Raw MRM-MS data were processed in Skyline (MacCoss Lab, University of Washington, Seattle, WA) to compute the peak areas of the transitions. The peak areas of endogenous peptides were normalized to those of their corresponding stable isotope-labeled standard (SIS) peptides to compare the relative abundance of candidate peptides between samples. SIS peptides were synthesized with lysine or arginine that were heavy isotope-labeled (13C615N2 or 13C615N4) at the C-termini. Targets with interference signals were excluded, per the Automated Detection of Inaccurate and imprecise Transitions (AuDIT) algorithm54. The log10-transformed, protein-wise centered and scaled peak area ratios were used for data processing. Interference-free check and quality control for individual analysis are detailed in Supplementary Methods.

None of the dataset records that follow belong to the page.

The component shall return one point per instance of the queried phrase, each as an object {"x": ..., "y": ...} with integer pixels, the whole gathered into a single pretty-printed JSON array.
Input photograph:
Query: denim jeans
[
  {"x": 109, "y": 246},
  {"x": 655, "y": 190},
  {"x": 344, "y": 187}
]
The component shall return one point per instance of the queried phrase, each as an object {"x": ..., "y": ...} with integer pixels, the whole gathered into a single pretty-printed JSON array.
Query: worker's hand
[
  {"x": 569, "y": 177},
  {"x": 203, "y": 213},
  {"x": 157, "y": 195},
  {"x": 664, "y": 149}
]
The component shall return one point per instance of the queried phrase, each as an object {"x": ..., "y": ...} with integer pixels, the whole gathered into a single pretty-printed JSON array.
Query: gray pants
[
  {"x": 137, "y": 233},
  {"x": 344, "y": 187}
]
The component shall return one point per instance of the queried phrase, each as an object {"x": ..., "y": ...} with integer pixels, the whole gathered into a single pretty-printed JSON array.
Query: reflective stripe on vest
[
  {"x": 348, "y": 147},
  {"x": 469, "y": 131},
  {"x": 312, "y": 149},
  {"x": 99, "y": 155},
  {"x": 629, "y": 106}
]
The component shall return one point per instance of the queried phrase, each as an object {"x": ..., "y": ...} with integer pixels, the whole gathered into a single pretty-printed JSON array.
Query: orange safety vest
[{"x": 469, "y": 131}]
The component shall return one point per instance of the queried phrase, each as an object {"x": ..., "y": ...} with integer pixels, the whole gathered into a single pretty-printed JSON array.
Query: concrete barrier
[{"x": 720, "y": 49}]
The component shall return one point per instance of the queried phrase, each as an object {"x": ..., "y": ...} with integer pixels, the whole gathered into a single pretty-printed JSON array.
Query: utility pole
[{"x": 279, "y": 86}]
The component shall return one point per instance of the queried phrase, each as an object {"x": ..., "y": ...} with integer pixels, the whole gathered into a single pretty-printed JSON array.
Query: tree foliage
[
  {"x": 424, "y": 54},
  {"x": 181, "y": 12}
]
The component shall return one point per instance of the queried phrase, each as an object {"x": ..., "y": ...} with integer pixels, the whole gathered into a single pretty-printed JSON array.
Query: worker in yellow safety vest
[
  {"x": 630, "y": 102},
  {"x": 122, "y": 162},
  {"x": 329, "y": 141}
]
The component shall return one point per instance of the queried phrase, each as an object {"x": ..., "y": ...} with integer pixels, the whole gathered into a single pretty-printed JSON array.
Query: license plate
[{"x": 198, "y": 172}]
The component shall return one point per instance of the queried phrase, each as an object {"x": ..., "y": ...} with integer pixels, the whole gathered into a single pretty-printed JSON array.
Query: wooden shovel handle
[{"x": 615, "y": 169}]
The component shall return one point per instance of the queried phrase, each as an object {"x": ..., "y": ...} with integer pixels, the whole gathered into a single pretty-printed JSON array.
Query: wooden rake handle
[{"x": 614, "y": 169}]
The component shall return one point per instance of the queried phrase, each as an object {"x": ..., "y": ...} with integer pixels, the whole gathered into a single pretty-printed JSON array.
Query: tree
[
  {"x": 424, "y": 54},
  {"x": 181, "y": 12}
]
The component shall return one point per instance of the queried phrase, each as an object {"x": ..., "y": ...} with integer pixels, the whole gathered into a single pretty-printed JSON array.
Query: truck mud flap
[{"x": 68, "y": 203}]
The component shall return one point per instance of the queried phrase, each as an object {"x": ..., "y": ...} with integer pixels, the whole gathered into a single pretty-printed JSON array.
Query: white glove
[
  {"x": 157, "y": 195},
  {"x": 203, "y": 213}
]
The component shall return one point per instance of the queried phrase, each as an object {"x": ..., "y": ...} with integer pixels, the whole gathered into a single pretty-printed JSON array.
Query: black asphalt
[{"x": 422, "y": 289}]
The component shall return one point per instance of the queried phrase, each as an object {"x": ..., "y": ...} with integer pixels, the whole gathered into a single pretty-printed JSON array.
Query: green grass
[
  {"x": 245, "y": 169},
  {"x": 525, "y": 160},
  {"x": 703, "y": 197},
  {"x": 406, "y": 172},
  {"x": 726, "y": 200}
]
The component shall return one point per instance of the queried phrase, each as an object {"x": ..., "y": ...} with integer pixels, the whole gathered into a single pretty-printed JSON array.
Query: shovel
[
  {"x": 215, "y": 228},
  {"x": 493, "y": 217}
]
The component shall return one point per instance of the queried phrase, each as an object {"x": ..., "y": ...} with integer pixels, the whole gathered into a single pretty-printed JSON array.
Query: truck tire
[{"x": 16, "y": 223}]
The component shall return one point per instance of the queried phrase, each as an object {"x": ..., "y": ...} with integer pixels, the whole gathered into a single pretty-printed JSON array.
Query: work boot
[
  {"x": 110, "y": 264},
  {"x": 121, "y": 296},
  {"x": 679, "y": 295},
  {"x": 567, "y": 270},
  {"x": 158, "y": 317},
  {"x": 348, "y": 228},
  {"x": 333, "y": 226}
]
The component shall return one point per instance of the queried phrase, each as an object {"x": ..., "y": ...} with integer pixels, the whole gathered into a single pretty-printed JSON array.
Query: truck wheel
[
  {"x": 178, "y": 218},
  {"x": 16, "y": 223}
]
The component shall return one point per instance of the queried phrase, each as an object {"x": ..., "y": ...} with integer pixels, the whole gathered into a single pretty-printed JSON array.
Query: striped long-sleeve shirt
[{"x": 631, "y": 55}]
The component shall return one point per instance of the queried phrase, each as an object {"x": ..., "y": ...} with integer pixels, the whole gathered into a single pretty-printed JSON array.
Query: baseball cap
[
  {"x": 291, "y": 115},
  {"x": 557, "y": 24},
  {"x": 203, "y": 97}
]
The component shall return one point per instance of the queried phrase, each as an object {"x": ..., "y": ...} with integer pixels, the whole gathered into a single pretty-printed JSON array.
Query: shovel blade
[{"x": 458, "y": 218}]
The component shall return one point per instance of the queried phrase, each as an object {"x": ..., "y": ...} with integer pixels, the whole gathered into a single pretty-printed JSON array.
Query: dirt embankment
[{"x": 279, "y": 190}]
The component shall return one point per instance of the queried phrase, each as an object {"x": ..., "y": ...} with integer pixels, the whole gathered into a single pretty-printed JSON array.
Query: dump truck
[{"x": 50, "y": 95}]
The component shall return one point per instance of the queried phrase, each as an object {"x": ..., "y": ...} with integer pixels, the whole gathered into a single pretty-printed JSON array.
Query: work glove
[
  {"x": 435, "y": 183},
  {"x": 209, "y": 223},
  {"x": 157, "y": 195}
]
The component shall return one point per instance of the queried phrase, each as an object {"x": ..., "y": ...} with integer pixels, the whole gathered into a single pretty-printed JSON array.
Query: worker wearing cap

Differences between patient groups were determined by student’s t test for bivariate and analysis of variance (ANOVA) for multiple groups using SPSS (versions 23.0 and 25.0; IBM, Chicago, IL), and unadjusted P values were used to save potential candidate biomarkers and minimize type II errors55. Pearson’s correlation and χ2 test were performed to verify the association between protein level and clinical information. The skewness of the log-transformed protein level was assessed using the e1071 package (version 1.7–3) in R. Logistic regression was perfomed to develop a binary classification model using the ‘glm’ function in the caret package (version 6.0–86). To develop a multiclass classification model, multinomial log-linear regression was performed using the ‘multinom’ function in the nnet (version 7.3–14) and caret packages (version 6.0–86) in R. Both models were validated using nested crossvalidation (5 outer folds and 5 inner folds for each outer fold) and fivefold cross validation56,57. The associations of the 16 proteins in the AD model for detecting AD and the APM model for monitoring the progression of AD with biological functions that were related to the progression of AD were characterized using protein lists of postmortem brain network modules and published proteomic data on CSF cohorts from Johnson et al.22. Functional annotations of proteins that were enriched in each risk subgroup were identified using the Database for Annotation, Visualization and Integrated Discovery (DAVID) Bioinformatics Resources (Version 6.8)58.